Wednesday, July 05, 2006

State-Endorsed Death

I was reading an article today on physician-assisted suicide and realized how near we are to that becoming a common fact of life. The state of Oregon is the only state that has presently legalized such, but others are considering it. Oregon passed the "Death With Dignity Act" in 1997 and since that time 263 people have used legally prescribed lethal drugs to commit suicide. (Those are the reported deaths though it is believed that the number is much higher.)

The proponents of the law assured voters that the doctors would only prescibe these medications for patients who were mentally competent and who were terminally ill with only six months or less to live. The article, however, made reference to a number of people who had been prescibed these medications (and obviously not yet taken them) who were still alive anywhere from 17 months to even 2 years later, thus proving we cannot, for certainty, predict ones life expectancy. Furthermore, there have been a number of cases reported where elderly who suffered with dementia and have been declared "cognitively impaired" by their physicians, have been given these medication at the insistence of their own children.

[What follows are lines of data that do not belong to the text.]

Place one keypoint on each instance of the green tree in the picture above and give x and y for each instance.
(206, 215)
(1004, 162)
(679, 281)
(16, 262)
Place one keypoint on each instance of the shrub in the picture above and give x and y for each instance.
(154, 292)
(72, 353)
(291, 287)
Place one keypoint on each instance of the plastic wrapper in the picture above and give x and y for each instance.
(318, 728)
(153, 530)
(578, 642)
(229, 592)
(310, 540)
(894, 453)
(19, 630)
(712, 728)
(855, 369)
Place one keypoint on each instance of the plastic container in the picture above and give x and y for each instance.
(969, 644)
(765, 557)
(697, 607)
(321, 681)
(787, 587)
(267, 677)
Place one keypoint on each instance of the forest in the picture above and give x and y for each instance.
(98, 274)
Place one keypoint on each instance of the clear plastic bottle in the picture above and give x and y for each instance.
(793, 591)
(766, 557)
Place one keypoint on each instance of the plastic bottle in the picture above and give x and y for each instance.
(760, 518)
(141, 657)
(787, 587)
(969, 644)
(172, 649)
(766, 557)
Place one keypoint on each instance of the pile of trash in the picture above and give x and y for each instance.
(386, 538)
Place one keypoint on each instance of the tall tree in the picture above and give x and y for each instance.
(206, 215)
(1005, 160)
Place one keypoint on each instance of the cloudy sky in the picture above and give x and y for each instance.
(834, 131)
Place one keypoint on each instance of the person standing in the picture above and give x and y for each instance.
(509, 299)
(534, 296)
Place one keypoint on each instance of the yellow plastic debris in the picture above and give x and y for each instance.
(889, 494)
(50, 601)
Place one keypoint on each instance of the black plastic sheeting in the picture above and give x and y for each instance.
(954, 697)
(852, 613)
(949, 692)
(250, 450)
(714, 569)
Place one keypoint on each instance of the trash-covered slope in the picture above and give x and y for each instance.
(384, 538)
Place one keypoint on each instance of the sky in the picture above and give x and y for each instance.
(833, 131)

Wesley Smith wrote an article for the Weekly Standard (Nov. 8, 1999), titled "The Deadly Ethics of the Futile Care Theory" in which he said, "Once the legal view of killing is shifted from automatically bad to possibly good, it becomes virtually impossible to restrict physician-assisted suicide to the very narrow range of patients for whom proponents claim it is reserved. The 'protective guidelines' allegedly designed to guard the lives of vulnerable people soon become scorned as obstacles to be circumvented. And so, eligibility for physician assisted suicide steadily expands to permit the killing of increasing categories of ill and disabled patients. Thus, an act that is supposed to be 'rare' is likely to become more common. And what was seen as a last resort, something that might be considered if palliative treatment failed, becomes an alternative to treatment." That is scary, but very real, stuff.

The awful atrocities of Hitler included the killing of mentally ill, retarded and physically disabled because they were seen as expendable and as a burden to society. These are things the world was shocked and horrified over and yet, they are, in our lifetime, happening once again under the guise of "mercy" and "death with dignity". A rose by any other name is still a rose and this still constitutes murder in God's book!

We as Christians must not allow ourselves to be lulled into believing that this "mercy killing" is OK--it is not. We have never had the right to play God and determine when it is appropriate and when it is not for someone else to live. For years now, America has legally allowed the killing of innocent babies through abortion and now we are extending that to the other helpless members of our society. Shame on us and we will be judged by God for it.

But you know, the most ironic part of all of this is that, in America, we loathe and bemoan the fact that so many animals are euthanized each year. We see that as some terrible thing, yet it is becoming a desirable thing to "get rid of" unwanted humans. Truly we are becoming like those spoken of in Romans 1:25; "Who exchanged the truth of God for the lie, and worshiped and served the creature rather than the Creator..." May God help us all!!!